В ложбинке, недалеко от тех сосен, за которыми прятался Николай, остановились. Иван протянул Василю Кулаге руку, сказал:

– Я дальше не пойду.

– Что, в лесу останешься? – спросил Василь.

– Посмотрю, – пожал плечами Иван.

Василю, по всему было видно, ответ не понравился.

– Ты бы, Иван, хоть передо мною не таился. А то… одно дело делаем – и боимся друг друга, не доверяем.

– Тут другое, Василь. – Он помедлил. – Просто сам не знаю, где буду. Ума не приложу.

– Обживался бы ты как-нибудь.

– Не очень-то обживешься один. Без хаты, без жены. И когда никакой определенности…

– Неопределенность пока останется. Но жить-то… надо.

– Я и живу, – усмехнулся Иван, сворачивая с дороги в сосняк. Прошел несколько шагов, остановился. – Ас этой, – показал на винтовку, – что делать будешь?

– Не думал еще, – ответил Василь.

– Может, спрятал бы в лесу.

– А вдруг понадобится? – Василь помолчал, подумал и добавил: – Я ведь тоже теперь живу… Не так, как прежде.
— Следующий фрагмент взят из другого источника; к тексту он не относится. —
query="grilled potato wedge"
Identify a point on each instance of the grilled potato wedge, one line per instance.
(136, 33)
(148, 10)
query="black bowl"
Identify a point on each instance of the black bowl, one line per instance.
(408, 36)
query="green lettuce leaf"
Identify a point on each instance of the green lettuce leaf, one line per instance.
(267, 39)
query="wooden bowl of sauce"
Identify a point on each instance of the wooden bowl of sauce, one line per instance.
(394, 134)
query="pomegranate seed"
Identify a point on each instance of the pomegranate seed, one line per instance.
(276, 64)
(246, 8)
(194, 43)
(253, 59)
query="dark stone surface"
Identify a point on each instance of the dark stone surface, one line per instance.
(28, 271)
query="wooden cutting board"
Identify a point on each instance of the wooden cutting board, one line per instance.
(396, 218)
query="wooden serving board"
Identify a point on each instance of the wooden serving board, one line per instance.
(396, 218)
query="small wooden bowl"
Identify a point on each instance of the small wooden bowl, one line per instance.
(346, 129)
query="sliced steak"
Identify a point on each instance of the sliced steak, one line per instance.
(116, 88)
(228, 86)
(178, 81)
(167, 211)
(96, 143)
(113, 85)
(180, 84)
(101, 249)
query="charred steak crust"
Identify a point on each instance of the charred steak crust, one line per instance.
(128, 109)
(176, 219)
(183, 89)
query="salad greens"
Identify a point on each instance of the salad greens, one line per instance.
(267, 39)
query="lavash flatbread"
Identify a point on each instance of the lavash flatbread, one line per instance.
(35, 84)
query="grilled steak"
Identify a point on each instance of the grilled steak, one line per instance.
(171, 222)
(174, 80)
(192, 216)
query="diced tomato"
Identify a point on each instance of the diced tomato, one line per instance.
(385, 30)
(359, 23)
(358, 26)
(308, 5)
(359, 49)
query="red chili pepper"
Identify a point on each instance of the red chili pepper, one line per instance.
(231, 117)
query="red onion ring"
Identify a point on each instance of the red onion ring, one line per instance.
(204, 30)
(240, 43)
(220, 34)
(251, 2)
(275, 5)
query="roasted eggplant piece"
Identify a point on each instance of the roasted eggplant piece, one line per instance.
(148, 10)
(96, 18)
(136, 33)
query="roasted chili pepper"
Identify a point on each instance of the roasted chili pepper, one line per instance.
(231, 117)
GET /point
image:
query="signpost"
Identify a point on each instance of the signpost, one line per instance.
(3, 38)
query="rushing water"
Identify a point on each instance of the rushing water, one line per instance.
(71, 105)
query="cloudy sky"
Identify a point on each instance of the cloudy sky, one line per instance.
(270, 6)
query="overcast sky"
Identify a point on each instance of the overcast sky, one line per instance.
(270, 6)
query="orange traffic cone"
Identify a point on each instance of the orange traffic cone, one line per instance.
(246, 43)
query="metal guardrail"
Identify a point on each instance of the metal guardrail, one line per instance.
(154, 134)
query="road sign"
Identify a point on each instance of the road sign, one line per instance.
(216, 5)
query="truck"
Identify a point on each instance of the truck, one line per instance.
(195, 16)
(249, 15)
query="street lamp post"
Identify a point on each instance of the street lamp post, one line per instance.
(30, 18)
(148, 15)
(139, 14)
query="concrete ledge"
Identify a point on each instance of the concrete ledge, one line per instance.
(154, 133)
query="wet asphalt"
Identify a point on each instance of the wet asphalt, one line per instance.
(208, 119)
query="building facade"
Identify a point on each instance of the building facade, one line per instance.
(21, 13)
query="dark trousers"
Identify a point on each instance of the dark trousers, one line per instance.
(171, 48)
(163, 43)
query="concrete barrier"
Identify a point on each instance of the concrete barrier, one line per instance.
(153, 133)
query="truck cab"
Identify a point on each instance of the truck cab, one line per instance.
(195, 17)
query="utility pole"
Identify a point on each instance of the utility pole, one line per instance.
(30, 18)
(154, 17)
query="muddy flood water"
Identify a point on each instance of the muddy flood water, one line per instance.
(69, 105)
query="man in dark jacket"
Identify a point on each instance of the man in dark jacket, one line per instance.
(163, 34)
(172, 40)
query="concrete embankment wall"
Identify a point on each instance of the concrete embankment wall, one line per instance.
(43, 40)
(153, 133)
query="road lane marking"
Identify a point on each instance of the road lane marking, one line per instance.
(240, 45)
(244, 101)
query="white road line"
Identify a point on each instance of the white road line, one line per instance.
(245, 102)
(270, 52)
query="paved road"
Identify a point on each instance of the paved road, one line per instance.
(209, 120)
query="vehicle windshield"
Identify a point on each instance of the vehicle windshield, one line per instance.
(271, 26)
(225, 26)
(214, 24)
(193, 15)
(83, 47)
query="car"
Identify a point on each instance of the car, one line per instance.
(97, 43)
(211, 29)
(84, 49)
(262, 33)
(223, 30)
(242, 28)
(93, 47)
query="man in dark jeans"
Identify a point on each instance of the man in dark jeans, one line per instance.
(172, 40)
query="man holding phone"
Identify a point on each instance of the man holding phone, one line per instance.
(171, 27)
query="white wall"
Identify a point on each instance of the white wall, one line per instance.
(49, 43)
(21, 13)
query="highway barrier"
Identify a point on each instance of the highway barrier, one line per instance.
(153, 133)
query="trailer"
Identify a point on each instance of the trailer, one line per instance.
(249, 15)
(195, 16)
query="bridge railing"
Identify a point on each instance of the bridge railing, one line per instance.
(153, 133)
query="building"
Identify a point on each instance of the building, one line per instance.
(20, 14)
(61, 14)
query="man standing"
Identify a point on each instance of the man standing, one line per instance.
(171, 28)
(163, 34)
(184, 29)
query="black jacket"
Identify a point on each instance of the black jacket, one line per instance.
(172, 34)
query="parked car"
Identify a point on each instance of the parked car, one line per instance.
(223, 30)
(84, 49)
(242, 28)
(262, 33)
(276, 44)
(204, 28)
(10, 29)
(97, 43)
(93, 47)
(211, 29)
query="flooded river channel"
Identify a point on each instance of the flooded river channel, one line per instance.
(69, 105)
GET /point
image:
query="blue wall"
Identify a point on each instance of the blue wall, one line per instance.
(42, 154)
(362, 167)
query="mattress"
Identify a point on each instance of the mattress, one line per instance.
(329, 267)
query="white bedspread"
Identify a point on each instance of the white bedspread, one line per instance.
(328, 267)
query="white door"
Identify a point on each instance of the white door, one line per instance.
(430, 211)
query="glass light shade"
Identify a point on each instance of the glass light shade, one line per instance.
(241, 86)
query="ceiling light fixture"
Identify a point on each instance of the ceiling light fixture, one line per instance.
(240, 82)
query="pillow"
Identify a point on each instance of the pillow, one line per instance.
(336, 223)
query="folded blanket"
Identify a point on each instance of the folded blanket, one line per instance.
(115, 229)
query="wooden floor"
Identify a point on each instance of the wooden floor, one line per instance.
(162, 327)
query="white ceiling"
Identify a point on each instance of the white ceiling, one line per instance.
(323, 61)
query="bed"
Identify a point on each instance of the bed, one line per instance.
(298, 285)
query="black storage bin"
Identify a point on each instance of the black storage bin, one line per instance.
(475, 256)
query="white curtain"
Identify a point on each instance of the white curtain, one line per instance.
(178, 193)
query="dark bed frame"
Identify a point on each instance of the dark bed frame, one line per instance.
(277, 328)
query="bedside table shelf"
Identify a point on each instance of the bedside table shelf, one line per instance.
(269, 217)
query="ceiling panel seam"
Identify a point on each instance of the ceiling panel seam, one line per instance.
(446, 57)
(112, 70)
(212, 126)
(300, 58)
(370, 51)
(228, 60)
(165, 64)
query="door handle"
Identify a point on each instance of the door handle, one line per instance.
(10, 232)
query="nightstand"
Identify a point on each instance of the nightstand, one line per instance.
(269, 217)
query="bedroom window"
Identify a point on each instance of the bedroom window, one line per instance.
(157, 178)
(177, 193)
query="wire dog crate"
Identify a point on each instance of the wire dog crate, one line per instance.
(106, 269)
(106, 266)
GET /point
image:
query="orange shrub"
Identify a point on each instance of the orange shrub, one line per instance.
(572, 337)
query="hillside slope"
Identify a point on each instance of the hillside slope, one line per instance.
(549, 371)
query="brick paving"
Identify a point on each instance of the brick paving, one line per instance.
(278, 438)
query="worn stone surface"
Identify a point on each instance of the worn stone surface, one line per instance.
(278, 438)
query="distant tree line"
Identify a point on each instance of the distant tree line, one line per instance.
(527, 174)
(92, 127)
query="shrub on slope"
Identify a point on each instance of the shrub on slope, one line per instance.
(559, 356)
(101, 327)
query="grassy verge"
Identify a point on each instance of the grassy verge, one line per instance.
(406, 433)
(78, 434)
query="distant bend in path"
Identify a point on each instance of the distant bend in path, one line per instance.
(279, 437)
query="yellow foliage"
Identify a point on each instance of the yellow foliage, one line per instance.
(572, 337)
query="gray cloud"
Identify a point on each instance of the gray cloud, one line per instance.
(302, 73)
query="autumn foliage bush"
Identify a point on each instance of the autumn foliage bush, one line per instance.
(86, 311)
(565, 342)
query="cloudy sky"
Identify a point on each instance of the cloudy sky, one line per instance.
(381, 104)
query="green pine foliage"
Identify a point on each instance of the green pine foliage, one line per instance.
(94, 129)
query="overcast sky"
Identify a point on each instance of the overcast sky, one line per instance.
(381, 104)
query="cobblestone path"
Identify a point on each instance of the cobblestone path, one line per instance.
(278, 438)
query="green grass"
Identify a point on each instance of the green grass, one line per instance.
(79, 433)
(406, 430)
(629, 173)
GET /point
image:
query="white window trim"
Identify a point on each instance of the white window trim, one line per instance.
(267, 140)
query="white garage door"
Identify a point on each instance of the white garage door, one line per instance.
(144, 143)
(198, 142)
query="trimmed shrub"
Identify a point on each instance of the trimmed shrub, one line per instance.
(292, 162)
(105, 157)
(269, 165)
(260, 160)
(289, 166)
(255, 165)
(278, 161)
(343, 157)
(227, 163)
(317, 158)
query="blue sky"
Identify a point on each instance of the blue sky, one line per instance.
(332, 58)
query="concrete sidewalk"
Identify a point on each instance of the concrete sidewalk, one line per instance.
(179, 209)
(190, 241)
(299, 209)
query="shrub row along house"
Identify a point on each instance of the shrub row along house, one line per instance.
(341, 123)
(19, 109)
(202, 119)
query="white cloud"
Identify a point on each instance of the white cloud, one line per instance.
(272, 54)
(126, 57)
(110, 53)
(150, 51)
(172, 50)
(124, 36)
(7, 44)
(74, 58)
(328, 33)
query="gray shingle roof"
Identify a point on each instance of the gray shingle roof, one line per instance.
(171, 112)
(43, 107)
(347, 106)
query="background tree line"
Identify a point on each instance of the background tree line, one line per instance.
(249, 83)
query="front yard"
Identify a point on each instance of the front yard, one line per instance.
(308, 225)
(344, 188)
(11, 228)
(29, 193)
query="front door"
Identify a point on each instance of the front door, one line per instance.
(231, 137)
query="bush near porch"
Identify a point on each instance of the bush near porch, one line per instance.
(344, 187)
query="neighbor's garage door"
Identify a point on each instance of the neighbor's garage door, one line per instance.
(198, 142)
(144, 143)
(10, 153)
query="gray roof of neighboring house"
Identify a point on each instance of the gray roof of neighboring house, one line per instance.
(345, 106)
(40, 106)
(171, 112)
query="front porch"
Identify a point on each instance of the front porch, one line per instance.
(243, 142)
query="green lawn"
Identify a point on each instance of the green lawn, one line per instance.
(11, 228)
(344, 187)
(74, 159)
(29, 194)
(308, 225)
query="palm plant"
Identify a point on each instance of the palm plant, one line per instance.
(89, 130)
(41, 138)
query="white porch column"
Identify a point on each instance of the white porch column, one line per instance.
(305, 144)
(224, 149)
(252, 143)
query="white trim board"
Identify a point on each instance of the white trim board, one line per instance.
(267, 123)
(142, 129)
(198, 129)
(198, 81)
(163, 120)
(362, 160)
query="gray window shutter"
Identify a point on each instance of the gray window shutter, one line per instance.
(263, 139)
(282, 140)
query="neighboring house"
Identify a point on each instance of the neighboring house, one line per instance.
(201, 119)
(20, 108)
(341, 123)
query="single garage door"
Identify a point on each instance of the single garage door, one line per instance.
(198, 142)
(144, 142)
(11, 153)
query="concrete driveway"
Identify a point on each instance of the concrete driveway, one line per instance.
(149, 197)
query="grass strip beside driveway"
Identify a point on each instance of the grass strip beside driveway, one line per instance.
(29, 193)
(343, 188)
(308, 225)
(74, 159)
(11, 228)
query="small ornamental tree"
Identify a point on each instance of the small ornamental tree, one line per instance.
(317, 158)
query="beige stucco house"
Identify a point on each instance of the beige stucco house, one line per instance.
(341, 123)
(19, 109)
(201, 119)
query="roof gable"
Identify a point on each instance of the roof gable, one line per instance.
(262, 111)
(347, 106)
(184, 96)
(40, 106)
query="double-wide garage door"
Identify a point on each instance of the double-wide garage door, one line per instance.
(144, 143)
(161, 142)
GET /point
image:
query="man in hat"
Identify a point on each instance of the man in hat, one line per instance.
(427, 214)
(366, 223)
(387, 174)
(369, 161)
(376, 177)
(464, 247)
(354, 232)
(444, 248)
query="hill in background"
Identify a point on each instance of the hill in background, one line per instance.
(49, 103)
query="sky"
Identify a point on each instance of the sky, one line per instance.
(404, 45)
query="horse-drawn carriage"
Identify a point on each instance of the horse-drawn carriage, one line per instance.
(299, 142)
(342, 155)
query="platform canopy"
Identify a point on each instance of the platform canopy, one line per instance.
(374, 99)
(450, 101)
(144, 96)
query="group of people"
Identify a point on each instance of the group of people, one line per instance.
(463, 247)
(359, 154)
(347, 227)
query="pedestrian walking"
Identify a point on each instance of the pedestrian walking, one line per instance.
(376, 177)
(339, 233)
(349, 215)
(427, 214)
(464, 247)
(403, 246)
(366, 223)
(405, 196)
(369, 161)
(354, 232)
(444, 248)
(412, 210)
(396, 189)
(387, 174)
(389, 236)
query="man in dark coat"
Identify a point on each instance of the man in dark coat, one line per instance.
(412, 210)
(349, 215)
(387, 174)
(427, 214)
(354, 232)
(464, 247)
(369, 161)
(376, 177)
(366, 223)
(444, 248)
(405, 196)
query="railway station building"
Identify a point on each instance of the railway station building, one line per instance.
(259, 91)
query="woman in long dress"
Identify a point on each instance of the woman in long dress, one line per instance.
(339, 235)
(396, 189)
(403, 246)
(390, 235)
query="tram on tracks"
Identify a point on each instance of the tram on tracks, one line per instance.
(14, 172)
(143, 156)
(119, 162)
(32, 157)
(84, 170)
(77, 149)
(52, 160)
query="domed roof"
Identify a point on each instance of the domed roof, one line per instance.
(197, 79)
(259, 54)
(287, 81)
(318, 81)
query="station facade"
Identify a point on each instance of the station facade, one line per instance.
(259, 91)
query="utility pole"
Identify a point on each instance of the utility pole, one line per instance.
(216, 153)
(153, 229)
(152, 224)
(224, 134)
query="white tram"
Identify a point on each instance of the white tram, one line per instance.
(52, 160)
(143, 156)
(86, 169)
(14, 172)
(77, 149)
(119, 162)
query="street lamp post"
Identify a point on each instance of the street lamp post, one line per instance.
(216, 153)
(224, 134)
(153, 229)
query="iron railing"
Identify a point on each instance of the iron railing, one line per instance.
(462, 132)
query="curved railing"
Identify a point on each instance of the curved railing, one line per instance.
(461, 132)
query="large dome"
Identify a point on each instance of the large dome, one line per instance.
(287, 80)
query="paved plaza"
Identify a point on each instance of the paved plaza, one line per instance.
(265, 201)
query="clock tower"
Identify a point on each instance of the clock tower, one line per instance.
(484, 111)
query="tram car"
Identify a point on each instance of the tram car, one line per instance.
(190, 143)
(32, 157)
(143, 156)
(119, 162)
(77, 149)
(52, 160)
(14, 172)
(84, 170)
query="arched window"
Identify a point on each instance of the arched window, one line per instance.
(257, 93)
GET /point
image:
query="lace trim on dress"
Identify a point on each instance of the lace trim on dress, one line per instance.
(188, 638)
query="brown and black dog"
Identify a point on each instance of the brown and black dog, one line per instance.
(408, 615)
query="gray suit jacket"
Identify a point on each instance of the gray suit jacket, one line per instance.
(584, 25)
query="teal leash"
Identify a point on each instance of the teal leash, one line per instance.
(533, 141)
В любую минуту немцы приехать могут… Ты-то в лесу. А я…

– Понимаю, – опустил голову Иван, но тут же снова поднял глаза на Василя. – Сам гляди, как тебе лучше. И завтра… встречаемся, как условились, на опушке. Только ты… – запнулся, но все же договорил: – Поесть чего-нибудь захвати. А то я, можно сказать, впроголодь живу…

И пошел, быстро-быстро зашагал в сосняк.

Василь еще немного постоял на дороге; чувствовалось, что-то хотел сказать Ивану, однако почему-то не сказал. Потом и он сперва потихоньку, а чем дальше, тем быстрее и быстрее двинулся по дороге в сторону деревни.

«Вот так «немцы», – не знал, что и думать, Николай.

Постоял, почесал кулаком затылок, взял березовые хлыстики с нанизанными на них боровиками и поспешил вслед за Иваном.

«Поесть захвати… Впроголодь живу», – жалили в самое сердце, стояли в ушах услышанные напоследок слова Ивана.